PDA

View Full Version : What text encoding is in this PDF?




jared_kipe
Jun 19, 2009, 03:33 PM
Adobe Acrobat Pro cannot export this to .doc or rtf because of "unsupported Type 2 font".

When you copy and paste text out of it, you just get garbage.

If you look at the clipboard viewer its essentially the same garbage. I've tried putting it in TextWrangler and trying random text encodings, nothing seems to fix it.

0*&'F#.5 == youngest
as an example

Here is a single page from it.



telecomm
Jun 19, 2009, 04:31 PM
Looks like Brian Herbert has found an effective DRM solution.

angelwatt
Jun 19, 2009, 04:34 PM
You know what's even more funny, have your Mac speak the PDF. It speaks the garbled form. This doesn't look like an encoding issue, maybe a copyright technique to keep you from copying the text out.

jared_kipe
Jun 19, 2009, 05:58 PM
Yes, my guess is that the included font is in the odd text encoding as well.

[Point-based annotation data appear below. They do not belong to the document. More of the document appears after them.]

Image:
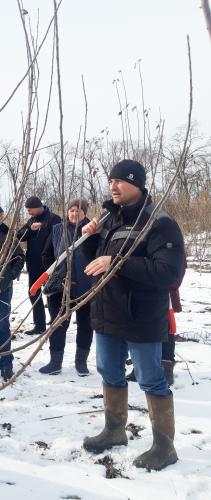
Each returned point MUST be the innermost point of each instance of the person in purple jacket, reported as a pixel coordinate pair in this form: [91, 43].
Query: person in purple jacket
[80, 283]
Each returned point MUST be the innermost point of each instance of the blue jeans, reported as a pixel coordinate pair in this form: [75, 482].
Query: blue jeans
[146, 357]
[5, 309]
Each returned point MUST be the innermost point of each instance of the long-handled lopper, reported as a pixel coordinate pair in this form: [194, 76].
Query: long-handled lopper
[44, 276]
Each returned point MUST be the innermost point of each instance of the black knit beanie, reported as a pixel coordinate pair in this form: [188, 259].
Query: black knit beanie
[130, 171]
[33, 202]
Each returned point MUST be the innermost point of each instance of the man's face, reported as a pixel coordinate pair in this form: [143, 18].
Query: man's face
[35, 211]
[75, 215]
[124, 193]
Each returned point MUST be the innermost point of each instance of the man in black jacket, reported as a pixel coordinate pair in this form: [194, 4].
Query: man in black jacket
[10, 272]
[131, 311]
[36, 232]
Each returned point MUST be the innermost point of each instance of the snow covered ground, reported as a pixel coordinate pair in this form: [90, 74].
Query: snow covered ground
[43, 420]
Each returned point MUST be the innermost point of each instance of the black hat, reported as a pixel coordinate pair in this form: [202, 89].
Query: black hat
[33, 202]
[77, 202]
[130, 171]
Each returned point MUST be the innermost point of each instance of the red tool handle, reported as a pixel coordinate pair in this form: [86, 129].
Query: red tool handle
[172, 322]
[37, 284]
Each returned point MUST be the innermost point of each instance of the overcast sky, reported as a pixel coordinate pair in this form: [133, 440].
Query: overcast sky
[97, 39]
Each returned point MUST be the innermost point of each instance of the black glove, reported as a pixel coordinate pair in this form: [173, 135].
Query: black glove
[55, 284]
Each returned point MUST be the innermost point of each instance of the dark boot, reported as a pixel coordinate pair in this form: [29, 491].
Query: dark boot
[81, 356]
[55, 365]
[34, 331]
[162, 452]
[116, 409]
[169, 370]
[7, 373]
[131, 376]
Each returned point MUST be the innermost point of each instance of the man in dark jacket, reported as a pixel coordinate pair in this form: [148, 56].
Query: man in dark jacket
[35, 232]
[131, 311]
[80, 283]
[10, 272]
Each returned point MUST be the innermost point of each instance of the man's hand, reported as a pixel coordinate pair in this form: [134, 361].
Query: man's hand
[98, 266]
[36, 226]
[90, 228]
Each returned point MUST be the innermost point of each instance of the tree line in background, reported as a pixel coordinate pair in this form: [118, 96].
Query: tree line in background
[86, 172]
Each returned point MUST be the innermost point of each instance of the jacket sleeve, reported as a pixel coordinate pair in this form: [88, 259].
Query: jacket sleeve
[89, 247]
[48, 253]
[13, 268]
[161, 267]
[17, 261]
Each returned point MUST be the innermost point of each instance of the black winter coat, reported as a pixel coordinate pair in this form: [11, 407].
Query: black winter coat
[80, 282]
[16, 263]
[134, 304]
[36, 240]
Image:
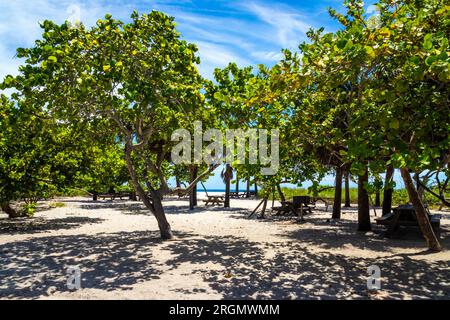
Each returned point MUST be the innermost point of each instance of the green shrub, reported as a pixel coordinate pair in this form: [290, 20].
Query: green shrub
[28, 210]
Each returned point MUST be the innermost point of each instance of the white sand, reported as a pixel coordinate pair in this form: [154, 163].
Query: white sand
[217, 254]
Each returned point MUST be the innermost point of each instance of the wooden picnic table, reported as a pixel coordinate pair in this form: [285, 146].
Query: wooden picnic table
[406, 216]
[298, 207]
[114, 195]
[214, 200]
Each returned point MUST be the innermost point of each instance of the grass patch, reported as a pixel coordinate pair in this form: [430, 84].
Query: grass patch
[57, 205]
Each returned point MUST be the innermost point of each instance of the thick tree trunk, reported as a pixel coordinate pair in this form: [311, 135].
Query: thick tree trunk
[6, 208]
[363, 204]
[422, 216]
[387, 193]
[337, 194]
[154, 204]
[280, 192]
[263, 210]
[347, 191]
[377, 199]
[193, 193]
[158, 211]
[227, 185]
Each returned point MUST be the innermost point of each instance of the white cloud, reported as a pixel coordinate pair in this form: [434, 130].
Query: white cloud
[217, 56]
[290, 26]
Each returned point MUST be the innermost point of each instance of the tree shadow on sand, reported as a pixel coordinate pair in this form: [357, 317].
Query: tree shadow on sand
[294, 271]
[107, 262]
[240, 268]
[40, 225]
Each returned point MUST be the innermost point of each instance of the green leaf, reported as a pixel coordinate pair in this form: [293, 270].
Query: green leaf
[394, 124]
[370, 52]
[430, 60]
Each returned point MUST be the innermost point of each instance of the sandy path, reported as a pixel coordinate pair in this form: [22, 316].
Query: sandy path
[218, 254]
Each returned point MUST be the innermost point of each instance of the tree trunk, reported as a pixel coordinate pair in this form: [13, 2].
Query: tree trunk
[377, 199]
[422, 216]
[158, 211]
[420, 189]
[193, 193]
[280, 192]
[227, 185]
[263, 210]
[12, 214]
[363, 204]
[387, 192]
[337, 194]
[154, 204]
[347, 190]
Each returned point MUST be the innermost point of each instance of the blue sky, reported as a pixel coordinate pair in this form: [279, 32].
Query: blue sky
[245, 32]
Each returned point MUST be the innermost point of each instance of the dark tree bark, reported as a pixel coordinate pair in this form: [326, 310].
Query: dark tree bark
[422, 216]
[337, 194]
[228, 172]
[347, 191]
[387, 192]
[158, 211]
[154, 204]
[193, 193]
[263, 210]
[377, 199]
[6, 208]
[280, 192]
[363, 204]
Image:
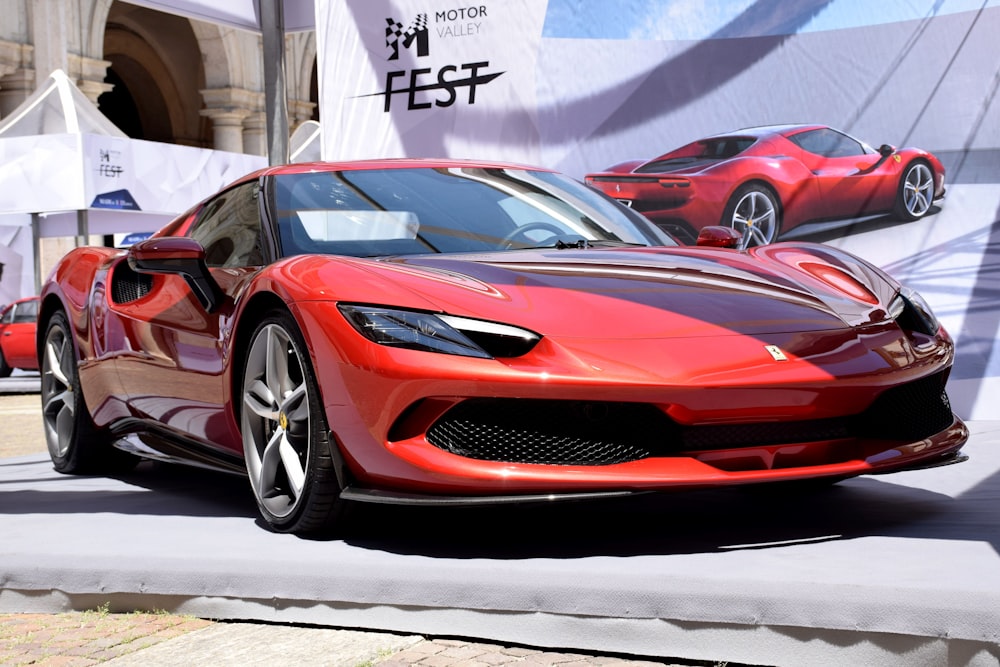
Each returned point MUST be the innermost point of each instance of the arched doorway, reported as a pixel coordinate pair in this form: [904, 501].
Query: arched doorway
[157, 72]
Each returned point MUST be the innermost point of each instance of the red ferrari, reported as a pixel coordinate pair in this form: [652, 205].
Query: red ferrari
[17, 336]
[767, 180]
[455, 332]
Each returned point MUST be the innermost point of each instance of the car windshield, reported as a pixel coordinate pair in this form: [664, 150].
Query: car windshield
[403, 211]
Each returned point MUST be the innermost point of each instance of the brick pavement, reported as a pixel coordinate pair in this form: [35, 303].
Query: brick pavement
[80, 639]
[85, 638]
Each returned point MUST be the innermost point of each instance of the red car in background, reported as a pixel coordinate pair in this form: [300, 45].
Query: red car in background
[764, 181]
[17, 336]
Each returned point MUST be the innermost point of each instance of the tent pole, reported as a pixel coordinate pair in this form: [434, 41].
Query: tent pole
[36, 249]
[82, 228]
[272, 25]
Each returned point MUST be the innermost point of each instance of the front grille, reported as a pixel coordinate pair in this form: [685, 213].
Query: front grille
[605, 433]
[554, 432]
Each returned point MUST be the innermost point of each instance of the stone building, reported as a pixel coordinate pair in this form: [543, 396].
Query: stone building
[157, 76]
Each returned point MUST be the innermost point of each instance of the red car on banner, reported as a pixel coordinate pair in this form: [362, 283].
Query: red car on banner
[460, 332]
[767, 180]
[17, 336]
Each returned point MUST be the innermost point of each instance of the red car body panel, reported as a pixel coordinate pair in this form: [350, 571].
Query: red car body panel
[682, 331]
[810, 188]
[17, 335]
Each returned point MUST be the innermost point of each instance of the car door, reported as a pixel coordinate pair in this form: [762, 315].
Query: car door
[173, 366]
[849, 175]
[17, 334]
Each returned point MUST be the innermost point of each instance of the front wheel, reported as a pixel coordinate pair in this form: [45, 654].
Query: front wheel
[754, 212]
[286, 443]
[916, 192]
[75, 445]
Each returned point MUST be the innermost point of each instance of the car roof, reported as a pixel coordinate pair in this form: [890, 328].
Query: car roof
[761, 131]
[384, 163]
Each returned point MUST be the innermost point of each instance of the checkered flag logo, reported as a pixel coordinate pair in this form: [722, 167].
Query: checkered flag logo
[417, 32]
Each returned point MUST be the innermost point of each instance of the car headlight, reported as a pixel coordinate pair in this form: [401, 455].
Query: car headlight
[912, 313]
[430, 332]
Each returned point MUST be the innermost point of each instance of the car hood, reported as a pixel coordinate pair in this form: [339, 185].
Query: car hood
[647, 292]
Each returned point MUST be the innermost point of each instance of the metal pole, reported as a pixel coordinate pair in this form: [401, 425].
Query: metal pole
[36, 249]
[272, 26]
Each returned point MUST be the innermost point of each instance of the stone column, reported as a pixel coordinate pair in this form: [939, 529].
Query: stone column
[255, 134]
[16, 80]
[89, 74]
[227, 129]
[228, 108]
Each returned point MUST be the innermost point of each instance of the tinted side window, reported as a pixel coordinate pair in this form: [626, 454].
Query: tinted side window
[828, 143]
[26, 312]
[228, 227]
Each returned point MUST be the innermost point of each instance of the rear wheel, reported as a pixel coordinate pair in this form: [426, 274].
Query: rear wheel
[75, 445]
[753, 210]
[916, 192]
[286, 442]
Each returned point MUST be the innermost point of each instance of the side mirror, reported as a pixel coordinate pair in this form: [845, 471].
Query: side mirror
[717, 236]
[178, 255]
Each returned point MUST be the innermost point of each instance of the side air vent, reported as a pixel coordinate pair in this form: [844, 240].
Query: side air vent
[127, 285]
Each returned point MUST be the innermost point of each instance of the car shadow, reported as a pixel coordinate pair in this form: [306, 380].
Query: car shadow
[152, 489]
[683, 522]
[825, 232]
[714, 520]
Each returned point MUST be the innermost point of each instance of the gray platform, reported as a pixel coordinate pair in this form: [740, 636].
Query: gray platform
[898, 569]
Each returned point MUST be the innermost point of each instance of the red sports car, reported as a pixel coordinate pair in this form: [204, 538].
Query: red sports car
[17, 336]
[767, 180]
[455, 332]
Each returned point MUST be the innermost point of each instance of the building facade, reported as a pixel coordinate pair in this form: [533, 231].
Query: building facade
[157, 76]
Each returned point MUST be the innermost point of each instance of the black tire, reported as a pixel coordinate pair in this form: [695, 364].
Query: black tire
[287, 445]
[75, 445]
[755, 212]
[915, 193]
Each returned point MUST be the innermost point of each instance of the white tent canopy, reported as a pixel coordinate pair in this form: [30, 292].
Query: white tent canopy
[58, 107]
[66, 170]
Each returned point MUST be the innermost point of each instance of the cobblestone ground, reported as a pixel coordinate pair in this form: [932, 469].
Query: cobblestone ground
[458, 653]
[80, 639]
[85, 638]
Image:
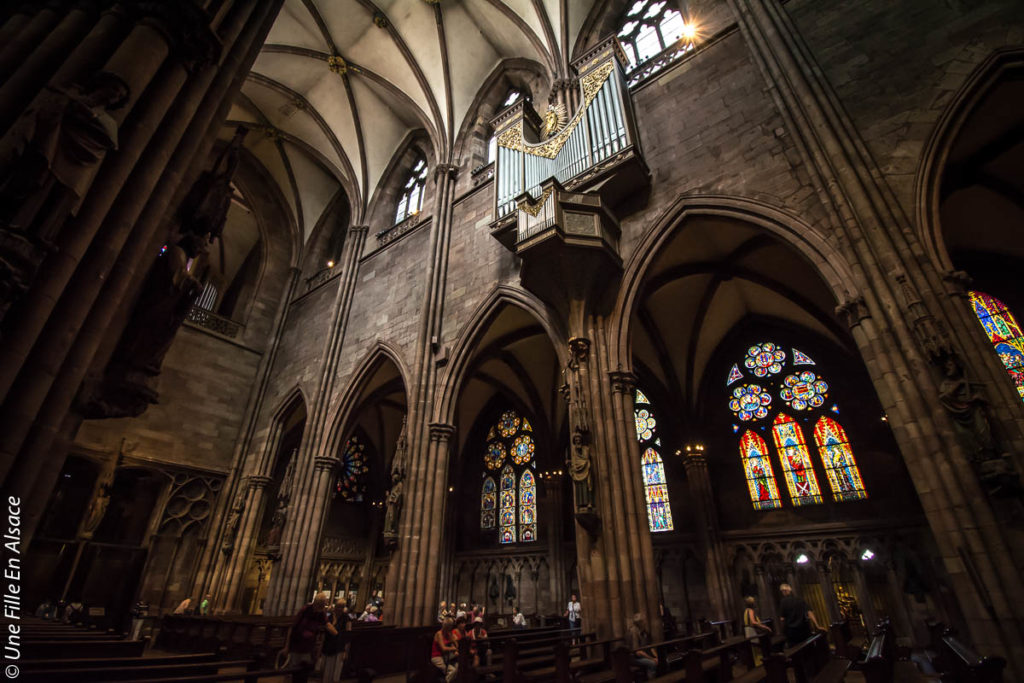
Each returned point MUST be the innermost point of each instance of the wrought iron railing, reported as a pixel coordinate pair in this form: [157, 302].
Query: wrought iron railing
[214, 323]
[600, 128]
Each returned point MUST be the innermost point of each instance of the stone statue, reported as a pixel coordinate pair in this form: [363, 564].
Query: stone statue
[100, 500]
[393, 501]
[969, 411]
[580, 466]
[130, 382]
[51, 152]
[233, 520]
[284, 499]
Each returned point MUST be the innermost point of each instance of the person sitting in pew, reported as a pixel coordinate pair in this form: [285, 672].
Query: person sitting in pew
[444, 649]
[637, 638]
[797, 616]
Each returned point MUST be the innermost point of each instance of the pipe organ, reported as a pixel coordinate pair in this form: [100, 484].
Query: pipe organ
[600, 128]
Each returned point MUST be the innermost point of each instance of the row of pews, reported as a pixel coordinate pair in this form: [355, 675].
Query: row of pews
[54, 652]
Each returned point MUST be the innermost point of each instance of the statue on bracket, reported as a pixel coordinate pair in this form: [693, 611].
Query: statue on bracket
[393, 501]
[969, 412]
[48, 158]
[272, 541]
[129, 384]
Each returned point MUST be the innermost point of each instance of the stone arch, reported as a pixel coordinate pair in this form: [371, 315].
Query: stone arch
[934, 158]
[808, 242]
[466, 346]
[380, 353]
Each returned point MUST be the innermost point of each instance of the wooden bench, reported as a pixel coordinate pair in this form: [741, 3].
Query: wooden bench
[45, 649]
[140, 669]
[956, 660]
[811, 663]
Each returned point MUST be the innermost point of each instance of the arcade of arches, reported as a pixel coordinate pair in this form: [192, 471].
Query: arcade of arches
[660, 303]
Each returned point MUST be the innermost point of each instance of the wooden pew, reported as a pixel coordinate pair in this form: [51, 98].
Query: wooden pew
[963, 664]
[142, 668]
[810, 660]
[44, 649]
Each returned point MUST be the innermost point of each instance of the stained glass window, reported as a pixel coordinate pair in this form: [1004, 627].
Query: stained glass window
[841, 467]
[510, 449]
[488, 503]
[760, 475]
[652, 468]
[792, 447]
[527, 507]
[771, 373]
[351, 482]
[412, 193]
[1004, 333]
[650, 28]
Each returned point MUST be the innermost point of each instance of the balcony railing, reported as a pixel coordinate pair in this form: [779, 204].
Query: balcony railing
[210, 321]
[601, 128]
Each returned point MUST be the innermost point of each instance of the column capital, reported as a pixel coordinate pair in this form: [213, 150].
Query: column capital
[623, 381]
[449, 170]
[325, 463]
[440, 431]
[259, 481]
[853, 310]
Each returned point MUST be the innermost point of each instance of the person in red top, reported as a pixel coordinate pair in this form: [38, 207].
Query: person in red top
[444, 649]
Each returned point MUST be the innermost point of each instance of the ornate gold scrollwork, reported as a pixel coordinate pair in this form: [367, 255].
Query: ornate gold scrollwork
[591, 83]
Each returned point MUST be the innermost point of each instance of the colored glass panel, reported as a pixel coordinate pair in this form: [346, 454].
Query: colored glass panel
[509, 423]
[760, 476]
[527, 507]
[645, 424]
[804, 389]
[1004, 333]
[764, 359]
[750, 401]
[800, 477]
[522, 450]
[801, 358]
[841, 467]
[351, 478]
[506, 517]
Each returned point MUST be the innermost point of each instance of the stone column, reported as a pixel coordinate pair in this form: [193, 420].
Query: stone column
[719, 583]
[832, 604]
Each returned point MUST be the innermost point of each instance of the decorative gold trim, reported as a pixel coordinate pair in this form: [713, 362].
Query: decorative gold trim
[591, 83]
[535, 208]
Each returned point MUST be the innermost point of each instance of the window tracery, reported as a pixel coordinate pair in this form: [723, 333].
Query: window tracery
[510, 503]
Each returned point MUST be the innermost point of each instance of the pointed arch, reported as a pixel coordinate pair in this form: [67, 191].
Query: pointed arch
[841, 466]
[927, 186]
[381, 352]
[792, 446]
[805, 239]
[467, 344]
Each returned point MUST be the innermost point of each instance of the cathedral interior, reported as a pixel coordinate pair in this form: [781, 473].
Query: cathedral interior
[664, 303]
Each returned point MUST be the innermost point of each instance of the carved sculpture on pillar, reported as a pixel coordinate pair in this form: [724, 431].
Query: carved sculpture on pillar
[47, 160]
[969, 411]
[394, 496]
[272, 541]
[99, 503]
[581, 462]
[235, 519]
[129, 385]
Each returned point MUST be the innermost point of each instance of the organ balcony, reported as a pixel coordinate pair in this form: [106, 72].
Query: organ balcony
[567, 180]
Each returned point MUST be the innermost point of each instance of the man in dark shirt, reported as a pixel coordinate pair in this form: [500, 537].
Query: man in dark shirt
[797, 616]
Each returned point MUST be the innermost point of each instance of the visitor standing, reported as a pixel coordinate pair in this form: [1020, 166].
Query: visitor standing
[573, 612]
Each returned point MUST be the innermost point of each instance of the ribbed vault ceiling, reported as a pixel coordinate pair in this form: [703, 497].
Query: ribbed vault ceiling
[404, 65]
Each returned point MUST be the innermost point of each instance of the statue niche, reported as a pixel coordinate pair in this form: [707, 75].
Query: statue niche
[130, 382]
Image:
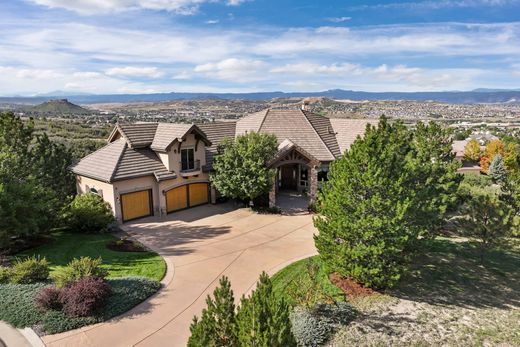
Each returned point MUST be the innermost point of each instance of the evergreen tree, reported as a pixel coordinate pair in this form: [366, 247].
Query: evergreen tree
[391, 187]
[51, 161]
[486, 218]
[263, 319]
[240, 168]
[472, 151]
[497, 171]
[216, 328]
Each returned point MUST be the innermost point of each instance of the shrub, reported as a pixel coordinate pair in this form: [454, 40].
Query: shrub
[5, 272]
[263, 319]
[85, 297]
[313, 327]
[88, 213]
[30, 270]
[18, 306]
[79, 268]
[48, 298]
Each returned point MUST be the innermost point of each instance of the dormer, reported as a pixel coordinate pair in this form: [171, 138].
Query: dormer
[181, 148]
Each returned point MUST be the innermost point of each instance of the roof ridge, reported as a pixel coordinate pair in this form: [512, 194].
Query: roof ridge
[316, 132]
[263, 119]
[117, 162]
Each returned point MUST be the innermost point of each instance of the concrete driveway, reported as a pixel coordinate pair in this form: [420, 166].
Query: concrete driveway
[200, 245]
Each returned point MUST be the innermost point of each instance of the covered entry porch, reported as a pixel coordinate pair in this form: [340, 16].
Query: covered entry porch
[296, 175]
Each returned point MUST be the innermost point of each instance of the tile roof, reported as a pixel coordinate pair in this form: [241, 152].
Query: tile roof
[117, 161]
[102, 163]
[137, 163]
[294, 125]
[251, 122]
[139, 134]
[323, 127]
[216, 132]
[347, 130]
[167, 133]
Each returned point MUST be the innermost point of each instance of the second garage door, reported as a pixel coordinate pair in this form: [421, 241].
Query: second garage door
[177, 198]
[136, 205]
[198, 194]
[186, 196]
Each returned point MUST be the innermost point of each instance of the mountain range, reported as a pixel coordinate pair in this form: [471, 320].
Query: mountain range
[457, 97]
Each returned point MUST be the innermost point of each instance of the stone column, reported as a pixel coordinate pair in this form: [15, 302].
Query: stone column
[272, 192]
[313, 183]
[213, 195]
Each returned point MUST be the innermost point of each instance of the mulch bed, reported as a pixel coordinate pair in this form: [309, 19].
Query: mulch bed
[351, 288]
[126, 245]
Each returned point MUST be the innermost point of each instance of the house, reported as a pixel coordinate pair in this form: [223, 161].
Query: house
[159, 168]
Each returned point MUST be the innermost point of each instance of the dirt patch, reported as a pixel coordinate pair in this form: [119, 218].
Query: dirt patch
[126, 245]
[350, 287]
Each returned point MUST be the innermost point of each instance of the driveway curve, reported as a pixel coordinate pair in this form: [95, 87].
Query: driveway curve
[200, 245]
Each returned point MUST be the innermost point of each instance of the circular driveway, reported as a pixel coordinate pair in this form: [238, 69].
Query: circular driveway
[200, 245]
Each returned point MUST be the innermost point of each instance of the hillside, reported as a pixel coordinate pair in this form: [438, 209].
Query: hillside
[57, 107]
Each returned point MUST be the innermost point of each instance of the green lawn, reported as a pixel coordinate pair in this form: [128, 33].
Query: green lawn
[66, 246]
[447, 299]
[301, 277]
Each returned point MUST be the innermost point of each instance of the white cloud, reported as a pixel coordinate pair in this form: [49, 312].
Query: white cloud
[339, 19]
[133, 71]
[90, 7]
[232, 69]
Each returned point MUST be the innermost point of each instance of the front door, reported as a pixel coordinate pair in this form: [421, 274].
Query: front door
[288, 177]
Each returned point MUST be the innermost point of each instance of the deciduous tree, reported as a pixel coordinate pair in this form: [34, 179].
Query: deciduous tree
[240, 167]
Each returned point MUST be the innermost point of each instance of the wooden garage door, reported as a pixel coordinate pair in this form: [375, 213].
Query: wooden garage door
[198, 194]
[177, 198]
[136, 205]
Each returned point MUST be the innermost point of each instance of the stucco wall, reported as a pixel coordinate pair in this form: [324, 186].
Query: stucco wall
[174, 156]
[106, 190]
[134, 185]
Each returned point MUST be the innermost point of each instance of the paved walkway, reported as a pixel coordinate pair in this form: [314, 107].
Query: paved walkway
[200, 245]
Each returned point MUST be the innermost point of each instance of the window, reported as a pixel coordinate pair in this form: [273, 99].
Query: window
[187, 159]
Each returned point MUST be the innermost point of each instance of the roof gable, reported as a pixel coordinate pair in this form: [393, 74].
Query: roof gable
[294, 125]
[168, 133]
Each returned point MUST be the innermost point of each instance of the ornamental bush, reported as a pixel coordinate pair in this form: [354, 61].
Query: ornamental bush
[85, 297]
[5, 272]
[48, 298]
[313, 326]
[77, 269]
[88, 213]
[30, 270]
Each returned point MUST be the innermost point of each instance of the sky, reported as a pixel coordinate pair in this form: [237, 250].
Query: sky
[155, 46]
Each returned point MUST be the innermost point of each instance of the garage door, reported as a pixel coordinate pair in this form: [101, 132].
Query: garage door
[198, 193]
[177, 198]
[136, 205]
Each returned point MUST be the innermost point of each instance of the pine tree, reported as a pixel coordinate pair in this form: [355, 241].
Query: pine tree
[391, 187]
[263, 319]
[472, 151]
[497, 171]
[216, 328]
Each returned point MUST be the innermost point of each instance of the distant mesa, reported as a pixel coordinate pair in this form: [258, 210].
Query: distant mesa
[58, 106]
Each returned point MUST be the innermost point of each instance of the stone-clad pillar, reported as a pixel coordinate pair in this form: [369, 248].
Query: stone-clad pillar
[272, 192]
[313, 183]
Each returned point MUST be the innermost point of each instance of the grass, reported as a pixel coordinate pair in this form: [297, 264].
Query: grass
[447, 299]
[18, 308]
[308, 278]
[66, 246]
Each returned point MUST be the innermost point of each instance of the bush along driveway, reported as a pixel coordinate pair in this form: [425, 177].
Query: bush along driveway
[203, 244]
[130, 278]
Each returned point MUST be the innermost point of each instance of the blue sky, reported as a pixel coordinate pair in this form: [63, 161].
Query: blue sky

Thus, if you typed in normal english it would come out garbled.

In theory, you could probably do a one2one substition if you were able to get it into a string.

Say you had a string that you know comes out to "many decorations", but is actually ";2'0$7#,*)25+*'."

then you could replace all the 2s with a's and so on and so forth.

I actually just did this, on the single page, and it seems to fix it just fine. Some care would probably need to be taken so you don't replace a lot of letters accidentally, like say replacing the 2s with as, and then replacing the as with Fs or something like that.

It would probably be safter/easier to do all the replacements at the same time. Track down all the one2one substituions or figure out the text encoding then change the file to the new encoding.

Any ideas how?

angelwatt
Jun 19, 2009, 10:03 PM
I made a quick replacer using JavaScript. You just copy and paste the text from the PDF to the text box then hit the button and it'll show the transformed text. I was only able to work with the characters that existed on the page you provided so there are some missing replacements. You can either improve upon the code or do it in another language you're more comfortable with.

Just put the following into a file and save with a .html extension.
<!DOCTYPE html PUBLIC "-//W3C//DTD XHTML 1.0 Strict//EN"
"http://www.w3.org/TR/xhtml1/DTD/xhtml1-strict.dtd">
<html xmlns="http://www.w3.org/1999/xhtml" xml:lang="en" lang="en">
<head>
<title>Transform text</title>
<meta http-equiv="content-type" content="text/html; charset=utf-8" />
<script type="text/javascript">
//<![CDATA[
function Trans() {
var t = {
'2':'a',
'/':'b',
',':'c',
'7':'d',
'#':'e',
'8':'f',
'F':'g',
'"':'h',
'+':'i',
'[':'j',
'3':'k',
'-':'l',
';':'m',
"'":'n',
'*':'o',
'<':'p',
'd':'q',
')':'r',
'.':'s',
'5':'t',
'&':'u',
'A':'v',
'I':'w',
']':'x',
'0':'y',
'a':'z',
'D':'A',
'?':'B',
'(':'C',
'':'D',
':':'E',
'1':'F',
'9':'G',
'4':'H',
'N':'I',
'B':'J',
'':'K',
'E':'L',
'6':'M',
'K':'N',
'L':'O',
'>':'P',
'`':'Q',
'M':'R',
'X':'S',
'!':'T',
'':'U',
'c':'V',
'\\':'W',
'b':'X',
'':'Y',
'':'Z',

'n':'9',

'$':' ',
' ':'\r',
'\n':'\n',
'_':'—',
'C':'.',
'S':',',
'^':"'",
'm':'‘',
'^':'’',
'f':'“',
'g':'”',
'Y':'-',
'k':'!',
'=':':',
'e':'…'
};

var text = '';
var given = document.getElementById('start').value;
for (var a=0, b=given.length; a<b; ++a) {
var ch = given.substring(a,a+1);
if (t[ch] !== undefined) {
text += t[ch];
}
else {
alert('Missing transform for: "'+ ch +'"');
}
}
document.getElementById('output').innerHTML = text;
}

//]]>
</script>
</head>
<body>
<p><textarea id="start" cols="55" rows="12"></textarea></p>
<p><button onclick="Trans();">Transform</button></p>
<div id="output"></div>
</body>
</html>

Sayer
Jun 20, 2009, 10:36 AM
It just looks like someone made a custom font that displays '#' as an 'e' and so on. And some kind of pre-processor converts the normal text into this format. The custom font is embedded in the PDF and thus you see the correct text displayed, even tho the source text is gibberish.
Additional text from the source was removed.